Four years later, the end of WaMu, but not the questions...
Washington Mutual is now WMI Holdings Corp. No, this isn't a 2008 blog post that suddenly popped up four years later. The remains of old WaMu that weren't plucked by JPMorgan Chase completed its Chapter 11 bankruptcy reorganization this week. According to Dow Jones Newswires, WMI "consists primarily of WM Mortgage Reinsurance Co., a legacy reinsurance business incorporated in Hawaii and funded by a $75 million contribution from some WMI creditors."
So that's that.
Four years later, downtown Seattle has recovered from the loss of a major corporate headquarters. The thousands of employees who lost their jobs and shareholders who were ruined -- probably not so much. Chase gained its nationwide network by purchasing the "good" part of WaMu. Like its too-big-to-fail/exist cousins, it is bigger than ever. Yet Seattle's relative isolation from America's media centers shows as this bookend to the biggest bank failure in American history goes largely unremarked.

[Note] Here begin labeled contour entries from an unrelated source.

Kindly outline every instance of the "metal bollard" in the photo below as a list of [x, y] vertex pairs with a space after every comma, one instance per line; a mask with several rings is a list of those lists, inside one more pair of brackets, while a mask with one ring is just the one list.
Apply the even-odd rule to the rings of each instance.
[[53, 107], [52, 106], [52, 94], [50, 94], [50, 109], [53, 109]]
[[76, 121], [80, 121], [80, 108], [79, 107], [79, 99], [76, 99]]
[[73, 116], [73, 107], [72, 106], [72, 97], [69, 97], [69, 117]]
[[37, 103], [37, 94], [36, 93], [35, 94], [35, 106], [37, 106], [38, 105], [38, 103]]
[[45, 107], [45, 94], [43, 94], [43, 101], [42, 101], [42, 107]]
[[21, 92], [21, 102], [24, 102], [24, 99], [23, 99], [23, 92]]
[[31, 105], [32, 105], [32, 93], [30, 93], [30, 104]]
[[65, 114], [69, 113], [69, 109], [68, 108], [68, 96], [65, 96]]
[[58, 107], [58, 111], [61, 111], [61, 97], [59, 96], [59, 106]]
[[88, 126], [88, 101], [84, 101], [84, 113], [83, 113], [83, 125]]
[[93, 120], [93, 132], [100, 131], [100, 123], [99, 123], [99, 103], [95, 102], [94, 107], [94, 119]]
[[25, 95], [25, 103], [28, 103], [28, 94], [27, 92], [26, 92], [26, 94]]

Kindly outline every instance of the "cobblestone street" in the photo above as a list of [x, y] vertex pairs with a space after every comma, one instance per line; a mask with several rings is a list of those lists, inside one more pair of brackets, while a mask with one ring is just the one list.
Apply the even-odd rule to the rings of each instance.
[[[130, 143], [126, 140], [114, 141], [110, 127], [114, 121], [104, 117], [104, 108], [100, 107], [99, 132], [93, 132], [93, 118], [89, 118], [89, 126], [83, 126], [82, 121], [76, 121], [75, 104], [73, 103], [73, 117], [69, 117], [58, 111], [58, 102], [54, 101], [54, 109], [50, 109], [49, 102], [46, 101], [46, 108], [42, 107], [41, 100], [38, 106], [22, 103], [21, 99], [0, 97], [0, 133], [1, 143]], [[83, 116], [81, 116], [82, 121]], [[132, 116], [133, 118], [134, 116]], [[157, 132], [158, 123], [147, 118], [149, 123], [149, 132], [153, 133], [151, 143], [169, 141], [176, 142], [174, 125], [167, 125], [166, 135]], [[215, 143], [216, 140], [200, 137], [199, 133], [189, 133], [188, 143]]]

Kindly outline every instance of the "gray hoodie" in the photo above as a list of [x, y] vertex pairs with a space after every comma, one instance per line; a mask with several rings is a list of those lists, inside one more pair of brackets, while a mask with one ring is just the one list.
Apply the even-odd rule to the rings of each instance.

That's a shame. Like every other instance of the cooks who made the Great Recession, the bigs at WaMu got away with it. No federal prosecution. No demand that they return obscene compensation that was an incentive for risky, or worse, dealings. No meaningful re-regulation (Glass-Steagall, etc.). Unlike most others, Washington Mutual was allowed to go down, Lehman-style, as the regulators dithered and then desperately improvised. The more politically connected large institutions were bailed out. And after WaMu, the decision was made to save any and all. Seattle lost a major financial institution and banking was even more concentrated in the east. Why did this happen, where there was obviously a sound part of WaMu that could have been saved? Instead, the big, and well-connected, got bigger.
We may never know all the answers. The larger crisis of institutional legitimacy and lack of accountability is a national cancer. Still, I'm looking forward to the June publication of The Lost Bank, by Kirsten Grind, formerly of the Puget Sound Business Journal, now at the Wall Street Journal (and who previously held a temporary job at the Seattle Times). This book about WaMu's collapse should at least remind us of the lessons unlearned, the damage done and the damage that awaits if we don't change course.